Hans s’interroge notamment sur le fait que seuls les personnes Noires de son groupe aient été tabassées.
« Si, pour eux, la bande avec laquelle je faisais la fête piquait des gens, pourquoi avoir oublié d’accuser et de frapper mes amis blancs ? », s’interroge le jeune homme alors que parquet et les enquêteurs ne retiennent pas ce facteur. D’ailleurs, ces derniers ne font pas analyser les téléphones des agresseurs bien que des témoins aient rapporté l’existence d’une conversation Whatsapp où des habitants se vantent « d’avoir fait courir des Noirs et des bougnoules ».

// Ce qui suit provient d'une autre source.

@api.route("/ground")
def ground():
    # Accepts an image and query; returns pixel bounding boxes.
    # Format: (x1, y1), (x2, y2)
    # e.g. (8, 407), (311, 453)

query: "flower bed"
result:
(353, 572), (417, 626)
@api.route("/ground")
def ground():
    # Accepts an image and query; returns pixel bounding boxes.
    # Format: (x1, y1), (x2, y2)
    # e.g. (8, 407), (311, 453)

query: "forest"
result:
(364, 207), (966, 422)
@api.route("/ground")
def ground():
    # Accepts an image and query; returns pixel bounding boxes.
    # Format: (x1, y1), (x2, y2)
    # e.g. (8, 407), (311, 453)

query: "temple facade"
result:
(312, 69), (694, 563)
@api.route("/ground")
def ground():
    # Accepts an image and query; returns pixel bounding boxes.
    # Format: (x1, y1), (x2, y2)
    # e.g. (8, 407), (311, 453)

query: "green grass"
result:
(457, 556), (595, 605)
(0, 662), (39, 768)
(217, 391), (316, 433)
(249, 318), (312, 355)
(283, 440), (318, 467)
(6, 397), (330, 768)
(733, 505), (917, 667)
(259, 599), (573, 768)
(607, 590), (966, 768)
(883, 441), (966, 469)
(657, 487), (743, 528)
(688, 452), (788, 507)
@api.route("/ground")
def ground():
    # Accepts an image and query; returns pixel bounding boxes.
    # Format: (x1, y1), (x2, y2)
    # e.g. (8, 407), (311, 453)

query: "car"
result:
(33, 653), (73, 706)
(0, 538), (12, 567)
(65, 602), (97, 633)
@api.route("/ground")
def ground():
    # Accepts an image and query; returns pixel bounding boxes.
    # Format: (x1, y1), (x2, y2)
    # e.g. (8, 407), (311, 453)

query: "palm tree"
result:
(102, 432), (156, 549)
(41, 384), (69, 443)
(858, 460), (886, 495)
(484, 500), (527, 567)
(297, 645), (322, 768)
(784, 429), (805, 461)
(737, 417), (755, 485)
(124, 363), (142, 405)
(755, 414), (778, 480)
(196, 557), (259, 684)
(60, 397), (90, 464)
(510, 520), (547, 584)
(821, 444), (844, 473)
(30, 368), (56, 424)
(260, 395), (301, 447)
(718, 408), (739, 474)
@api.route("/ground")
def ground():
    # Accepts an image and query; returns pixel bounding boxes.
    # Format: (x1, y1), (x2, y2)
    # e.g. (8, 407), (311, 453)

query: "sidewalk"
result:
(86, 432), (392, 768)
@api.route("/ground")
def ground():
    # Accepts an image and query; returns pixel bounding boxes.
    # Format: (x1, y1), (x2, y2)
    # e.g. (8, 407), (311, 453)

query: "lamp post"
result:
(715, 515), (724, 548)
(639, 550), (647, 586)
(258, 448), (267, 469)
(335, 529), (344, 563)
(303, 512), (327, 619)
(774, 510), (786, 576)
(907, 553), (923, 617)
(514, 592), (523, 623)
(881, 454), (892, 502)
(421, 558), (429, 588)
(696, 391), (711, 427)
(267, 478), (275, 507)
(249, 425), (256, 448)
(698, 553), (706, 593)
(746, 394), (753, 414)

De plus, le cousin de Hans, Kevin, qui a réussi à récupérer la vidéo de l’agression grâce au fait que les villageois ignoraient qu’il faisait partie du même groupe que les victimes, n’a pas été convoqué ou auditionné par le parquet, alors qu’il a, lui-même, apporté la vidéo aux gendarmes.

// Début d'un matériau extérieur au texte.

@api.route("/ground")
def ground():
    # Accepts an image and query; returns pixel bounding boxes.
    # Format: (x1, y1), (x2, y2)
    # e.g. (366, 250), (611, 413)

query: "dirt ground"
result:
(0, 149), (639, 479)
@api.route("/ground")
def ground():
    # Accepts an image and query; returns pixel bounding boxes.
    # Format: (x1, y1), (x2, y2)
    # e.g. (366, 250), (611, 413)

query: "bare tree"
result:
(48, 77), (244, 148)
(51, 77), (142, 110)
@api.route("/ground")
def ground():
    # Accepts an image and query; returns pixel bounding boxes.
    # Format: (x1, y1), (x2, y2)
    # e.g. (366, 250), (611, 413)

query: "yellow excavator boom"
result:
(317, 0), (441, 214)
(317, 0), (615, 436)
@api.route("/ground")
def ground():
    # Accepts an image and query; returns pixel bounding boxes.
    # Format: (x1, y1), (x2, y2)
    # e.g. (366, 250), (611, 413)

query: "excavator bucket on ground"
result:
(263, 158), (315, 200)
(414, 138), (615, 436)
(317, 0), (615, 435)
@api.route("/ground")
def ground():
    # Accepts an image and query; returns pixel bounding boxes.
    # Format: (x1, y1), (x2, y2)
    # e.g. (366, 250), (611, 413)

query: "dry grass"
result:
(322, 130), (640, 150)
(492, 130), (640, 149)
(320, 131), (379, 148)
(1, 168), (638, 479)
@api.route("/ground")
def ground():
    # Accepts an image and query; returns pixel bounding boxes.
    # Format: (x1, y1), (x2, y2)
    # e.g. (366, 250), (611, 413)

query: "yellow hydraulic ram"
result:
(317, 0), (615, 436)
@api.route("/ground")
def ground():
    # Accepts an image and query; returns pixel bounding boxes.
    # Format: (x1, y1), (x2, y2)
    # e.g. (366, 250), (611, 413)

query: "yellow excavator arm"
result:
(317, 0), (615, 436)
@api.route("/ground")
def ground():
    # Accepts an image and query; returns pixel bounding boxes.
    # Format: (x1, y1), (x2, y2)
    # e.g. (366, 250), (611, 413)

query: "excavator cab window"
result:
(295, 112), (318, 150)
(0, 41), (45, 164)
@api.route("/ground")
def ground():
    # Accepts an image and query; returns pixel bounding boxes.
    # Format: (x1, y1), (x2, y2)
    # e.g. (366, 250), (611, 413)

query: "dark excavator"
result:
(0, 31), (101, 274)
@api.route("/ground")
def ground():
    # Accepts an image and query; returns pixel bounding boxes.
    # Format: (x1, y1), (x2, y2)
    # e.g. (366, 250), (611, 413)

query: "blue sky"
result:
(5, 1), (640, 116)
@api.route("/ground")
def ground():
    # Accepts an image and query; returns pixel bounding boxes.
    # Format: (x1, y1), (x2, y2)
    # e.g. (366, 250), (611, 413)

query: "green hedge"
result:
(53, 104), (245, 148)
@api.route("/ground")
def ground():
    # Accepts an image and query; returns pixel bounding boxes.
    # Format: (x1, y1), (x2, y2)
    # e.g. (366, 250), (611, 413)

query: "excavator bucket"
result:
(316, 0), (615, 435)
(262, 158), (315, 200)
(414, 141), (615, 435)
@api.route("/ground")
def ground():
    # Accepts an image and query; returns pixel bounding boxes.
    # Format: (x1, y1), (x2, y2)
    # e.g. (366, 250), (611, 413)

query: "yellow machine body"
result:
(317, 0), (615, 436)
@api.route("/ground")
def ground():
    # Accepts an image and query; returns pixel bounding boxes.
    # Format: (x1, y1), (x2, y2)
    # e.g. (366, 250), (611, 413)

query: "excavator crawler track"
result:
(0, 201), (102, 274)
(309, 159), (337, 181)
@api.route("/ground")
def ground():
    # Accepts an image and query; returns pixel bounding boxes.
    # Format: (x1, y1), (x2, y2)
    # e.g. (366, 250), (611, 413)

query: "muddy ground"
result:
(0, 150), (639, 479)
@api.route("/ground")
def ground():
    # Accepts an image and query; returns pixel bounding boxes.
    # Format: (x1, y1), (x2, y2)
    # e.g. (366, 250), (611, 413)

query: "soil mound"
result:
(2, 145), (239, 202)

Par ailleurs, plusieurs témoins rapportent que certains des agresseurs riaient de ce qu’ils appelaient une « ratonnade ».
L’association antiraciste « La Maison des Potes » s’est constituée partie civile pour aider les victimes à faire valoir le caractère raciste de cette violente agression.

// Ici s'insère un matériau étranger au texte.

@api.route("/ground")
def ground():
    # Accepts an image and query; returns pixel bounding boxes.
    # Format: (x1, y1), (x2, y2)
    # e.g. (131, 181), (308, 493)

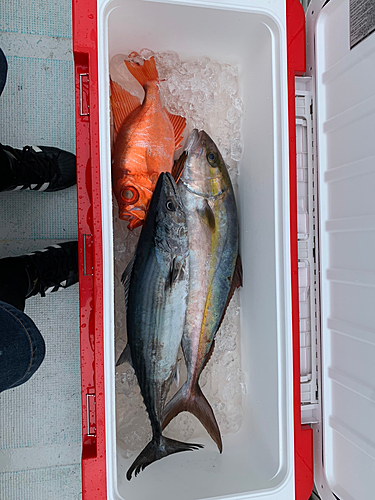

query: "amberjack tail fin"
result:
(125, 54), (159, 87)
(126, 435), (203, 480)
(162, 382), (223, 453)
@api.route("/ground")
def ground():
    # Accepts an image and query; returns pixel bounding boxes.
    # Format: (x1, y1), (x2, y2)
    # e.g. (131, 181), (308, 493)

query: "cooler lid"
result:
(311, 0), (375, 499)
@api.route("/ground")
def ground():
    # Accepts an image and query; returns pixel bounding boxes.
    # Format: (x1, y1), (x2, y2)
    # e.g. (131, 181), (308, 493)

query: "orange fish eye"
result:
(121, 186), (139, 205)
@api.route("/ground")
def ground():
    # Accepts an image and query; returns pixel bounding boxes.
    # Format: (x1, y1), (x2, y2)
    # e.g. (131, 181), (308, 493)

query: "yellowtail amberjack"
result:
(162, 130), (242, 453)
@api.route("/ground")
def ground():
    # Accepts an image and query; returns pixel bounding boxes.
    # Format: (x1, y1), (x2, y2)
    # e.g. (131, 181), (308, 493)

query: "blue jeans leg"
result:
(0, 300), (45, 393)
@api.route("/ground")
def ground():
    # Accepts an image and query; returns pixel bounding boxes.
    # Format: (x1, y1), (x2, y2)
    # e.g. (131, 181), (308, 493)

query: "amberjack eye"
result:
(121, 186), (139, 205)
(207, 151), (217, 166)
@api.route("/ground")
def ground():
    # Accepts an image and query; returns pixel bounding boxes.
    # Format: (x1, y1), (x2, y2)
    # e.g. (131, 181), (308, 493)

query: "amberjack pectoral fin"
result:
(110, 78), (141, 139)
(162, 382), (223, 453)
(196, 200), (216, 232)
(166, 111), (187, 150)
(116, 343), (133, 367)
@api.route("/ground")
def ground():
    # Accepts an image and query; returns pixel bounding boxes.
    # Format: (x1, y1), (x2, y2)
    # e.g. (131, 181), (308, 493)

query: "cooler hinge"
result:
(295, 76), (320, 425)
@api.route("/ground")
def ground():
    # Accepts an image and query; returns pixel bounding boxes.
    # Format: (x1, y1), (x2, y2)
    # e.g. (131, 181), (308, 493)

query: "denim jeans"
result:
(0, 47), (7, 97)
(0, 50), (46, 392)
(0, 300), (45, 393)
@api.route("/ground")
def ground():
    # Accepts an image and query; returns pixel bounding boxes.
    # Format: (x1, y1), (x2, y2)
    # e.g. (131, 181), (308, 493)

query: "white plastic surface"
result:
(295, 77), (319, 426)
(315, 0), (375, 499)
(97, 1), (296, 499)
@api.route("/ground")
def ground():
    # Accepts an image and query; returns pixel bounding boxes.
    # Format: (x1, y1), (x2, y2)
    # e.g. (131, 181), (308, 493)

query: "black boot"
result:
(0, 144), (76, 192)
(0, 241), (79, 312)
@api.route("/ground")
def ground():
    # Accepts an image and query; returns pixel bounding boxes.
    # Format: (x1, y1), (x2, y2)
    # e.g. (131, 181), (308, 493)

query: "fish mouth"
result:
(127, 218), (144, 230)
(119, 208), (146, 230)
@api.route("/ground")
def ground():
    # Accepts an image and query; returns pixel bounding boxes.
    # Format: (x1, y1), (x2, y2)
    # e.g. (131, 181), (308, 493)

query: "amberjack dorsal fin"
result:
(166, 111), (187, 151)
(110, 78), (141, 140)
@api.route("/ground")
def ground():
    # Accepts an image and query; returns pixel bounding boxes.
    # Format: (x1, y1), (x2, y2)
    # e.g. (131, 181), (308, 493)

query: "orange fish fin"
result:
(125, 56), (159, 87)
(110, 78), (141, 137)
(171, 151), (188, 182)
(166, 111), (187, 150)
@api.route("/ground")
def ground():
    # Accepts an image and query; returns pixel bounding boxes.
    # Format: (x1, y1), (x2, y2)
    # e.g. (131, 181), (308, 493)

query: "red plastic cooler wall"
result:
(72, 0), (313, 498)
(286, 1), (314, 498)
(73, 2), (107, 496)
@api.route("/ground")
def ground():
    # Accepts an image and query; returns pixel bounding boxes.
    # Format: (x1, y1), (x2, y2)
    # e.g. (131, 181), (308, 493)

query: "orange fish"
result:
(110, 54), (186, 230)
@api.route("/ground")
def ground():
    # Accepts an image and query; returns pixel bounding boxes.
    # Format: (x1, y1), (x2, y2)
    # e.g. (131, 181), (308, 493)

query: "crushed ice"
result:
(111, 50), (245, 457)
(109, 49), (243, 165)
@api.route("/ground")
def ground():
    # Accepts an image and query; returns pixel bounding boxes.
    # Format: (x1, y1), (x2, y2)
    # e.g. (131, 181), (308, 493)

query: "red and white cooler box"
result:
(72, 0), (375, 498)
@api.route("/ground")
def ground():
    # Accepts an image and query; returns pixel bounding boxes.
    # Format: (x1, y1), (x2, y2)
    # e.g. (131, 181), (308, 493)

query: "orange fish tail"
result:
(125, 56), (159, 87)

Dans une publication sur Twitter, partageant la vidéo de l’agression, la députée Rachel Keke a indiqué que « ces deux hommes ont été soupçonnés parce que noirs, pourchassés parce que noirs, et frappés parce que noirs.
« La lutte contre l’idéologie d’extrême-droite est une lutte de tous les jours. Non à la violence, oui au vivre ensemble », a-t-elle souligné avant d’exprimer son soutien aux deux victimes.